Je fus donc très-étonnée du retentissement de ce livre, des partisans et
des antagonistes qu’il me créa. Je n’ai point à dire ce que je pense
moi-même du fonds de l’ouvrage: je l’ai dit dans la préface de la
deuxième édition, et je n’ai pas varié d’opinion depuis cette époque.
Le livre a été écrit de bonne foi, sous le poids d’une souffrance
intérieure quasi mortelle, souffrance toute morale, toute philosophique
et religieuse, et qui me créait des angoisses inexplicables pour les
gens qui vivent sans chercher la cause et le but de la vie. D’excellents
amis qui m’entouraient, avec lesquels j’étais gaie à l’habitude (car de
telles préoccupations ne se révèlent pas sans ennuyer beaucoup ceux qui
ne les ont point), furent frappés de stupeur en lisant des pages si
amères et si noires. Ils n’y comprirent goutte, et me demandèrent où
j’avais pris ce cauchemar. Ceux qui liront plus tard l’histoire de ma
vie intellectuelle ne s’étonneront plus que le doute ait été pour moi
une chose si sérieuse et une crise si terrible.
Pourtant je n’ai pas été une exception aux yeux de tous. Beaucoup ont
souffert devant le problème de la vie, mille fois plus que devant les
faits et les maux réels dont elle nous accable. De faux dévots ont dit
que c’était un crime d’exhaler ainsi une plainte contre le mystère dont
il plaît à Dieu d’envelopper sa volonté sur nos destinées. Je ne pense
pas comme eux; je persiste à croire que le doute est un droit sans
lequel la foi ne serait pas une victoire ou un mérite.
GEORGE SAND.
Nohant, 13 janvier 1854.
PRÉFACE.
Il est rare qu’une œuvre d’art soulève quelque animosité sans exciter
d’autre part quelque sympathie; et si, longtemps après ces
manifestations diverses du blâme et de la bienveillance, l’auteur, mûri
par la réflexion et par les années, veut retoucher son œuvre, il
court risque de déplaire également à ceux qui l’ont condamnée et à ceux
qui l’ont défendue: à ceux-ci, parce qu’il ne va pas aussi loin dans ses
corrections que leur système le comporterait; à ceux-là, parce qu’il
retranche parfois ce qu’ils avaient préféré. Entre ces deux écueils,
l’auteur doit agir d’après sa propre conscience, sans chercher à adoucir
ses adversaires ni à conserver ses défenseurs.

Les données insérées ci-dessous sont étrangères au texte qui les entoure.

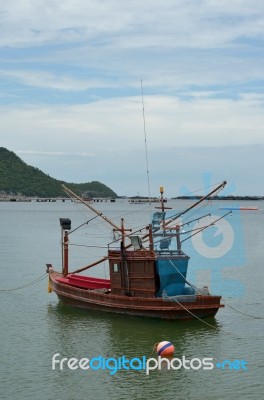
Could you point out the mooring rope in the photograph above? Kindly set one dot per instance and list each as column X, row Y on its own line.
column 26, row 284
column 241, row 312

Quoique certaines critiques de _Lélia_ aient revêtu un ton de
déclamation et d’amertume singulières, je les ai toutes acceptées comme
sincères et parlant des cœurs les plus vertueux. A ce point de vue,
j’ai eu lieu de me réjouir, et de penser que j’avais mal jugé les hommes
de mon temps en les contemplant à travers un douloureux scepticisme.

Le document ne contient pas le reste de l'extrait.